I could not even find a mention what platform it supports. There is a Linux example on the bottom. Have never seem a libc implementation that does not even mention for which platforms it is meant.

It...is not a libc implementation. That's an impressive level of misunderstanding!

  • The title says 'standard library'. Are you saying that, in the context of C, that it is an error to take that to mean an implementation of libc?

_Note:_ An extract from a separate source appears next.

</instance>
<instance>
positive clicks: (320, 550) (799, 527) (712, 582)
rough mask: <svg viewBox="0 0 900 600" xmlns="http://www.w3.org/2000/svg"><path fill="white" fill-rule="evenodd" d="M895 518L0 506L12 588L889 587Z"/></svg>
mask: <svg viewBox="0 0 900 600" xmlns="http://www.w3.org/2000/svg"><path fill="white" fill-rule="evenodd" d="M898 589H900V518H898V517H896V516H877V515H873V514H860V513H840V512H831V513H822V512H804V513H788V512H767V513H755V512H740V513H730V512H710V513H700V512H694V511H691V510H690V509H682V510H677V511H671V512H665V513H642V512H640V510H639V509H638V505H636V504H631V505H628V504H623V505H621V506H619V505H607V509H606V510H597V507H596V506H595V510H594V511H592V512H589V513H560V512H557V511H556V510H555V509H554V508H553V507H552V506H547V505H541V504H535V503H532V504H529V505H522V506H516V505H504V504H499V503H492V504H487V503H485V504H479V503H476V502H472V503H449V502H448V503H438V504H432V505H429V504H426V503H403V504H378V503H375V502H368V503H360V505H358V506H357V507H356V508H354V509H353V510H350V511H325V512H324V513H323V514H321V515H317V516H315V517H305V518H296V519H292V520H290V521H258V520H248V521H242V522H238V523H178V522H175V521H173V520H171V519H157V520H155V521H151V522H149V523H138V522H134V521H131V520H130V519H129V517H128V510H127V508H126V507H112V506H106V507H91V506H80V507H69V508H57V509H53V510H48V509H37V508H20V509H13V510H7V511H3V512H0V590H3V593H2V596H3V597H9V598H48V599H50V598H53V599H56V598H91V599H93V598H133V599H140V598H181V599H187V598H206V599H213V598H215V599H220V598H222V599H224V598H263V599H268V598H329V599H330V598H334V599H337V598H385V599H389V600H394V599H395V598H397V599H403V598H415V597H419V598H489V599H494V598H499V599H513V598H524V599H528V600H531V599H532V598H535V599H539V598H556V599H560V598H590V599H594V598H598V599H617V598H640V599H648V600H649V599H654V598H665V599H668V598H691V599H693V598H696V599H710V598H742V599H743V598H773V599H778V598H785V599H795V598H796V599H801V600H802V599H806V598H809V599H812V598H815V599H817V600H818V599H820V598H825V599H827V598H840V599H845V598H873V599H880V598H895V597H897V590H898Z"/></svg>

    Yes, I know the author's writeup then goes on to say that it is not a libc with a pile of questionable justfication. This is a custom runtime, in a single header no less, which is admittedly impressive, especially considering it provides runtime and thread safety primitives. This does not rise to the level of claiming the idea of a 'standard libarary' though, IMO. In that, I think the author misses the point.

> sp.h is written in C99, and it compiles against any compiler and libc imaginable. It works on Linux, on Windows, on macOS. It works under a WASM host. It works in the browser. It works with MSVC, and MinGW, it works with or without libc, or with weird ones like Cosmopolitan. It works with the big compilers and it works with TCC.

You could, of course, spend 30 seconds look at the code on Github which you would have to do if you were interested in using it anyway?

  TRIPLES = \
    x86_64-linux-none x86_64-linux-gnu x86_64-linux-musl \
    aarch64-linux-none aarch64-linux-gnu aarch64-linux-musl \
    aarch64-macos \
    x86_64-windows-gnu \
    wasm32-freestanding wasm32-wasi

Or you could actually try the compliance suite on an architecture and report back to us if it works?

  • You've rejected a user. You can't complain that he has no interest in your project at that point. The bridge is burned.

    • I don't know how the author would feel. But, honestly, for a libc replacement, I'd personally be okay with that ...

      If you can't be bothered to look at a Makefile (or ask an AI to look at the Makefile), you are almost certain to be more trouble than any possible benefit you will bring.

      Especially in the realm of open source, I'm becoming increasingly comfortable with "If you can't be bothered to jump through even the most minimal of hoops, please get lost."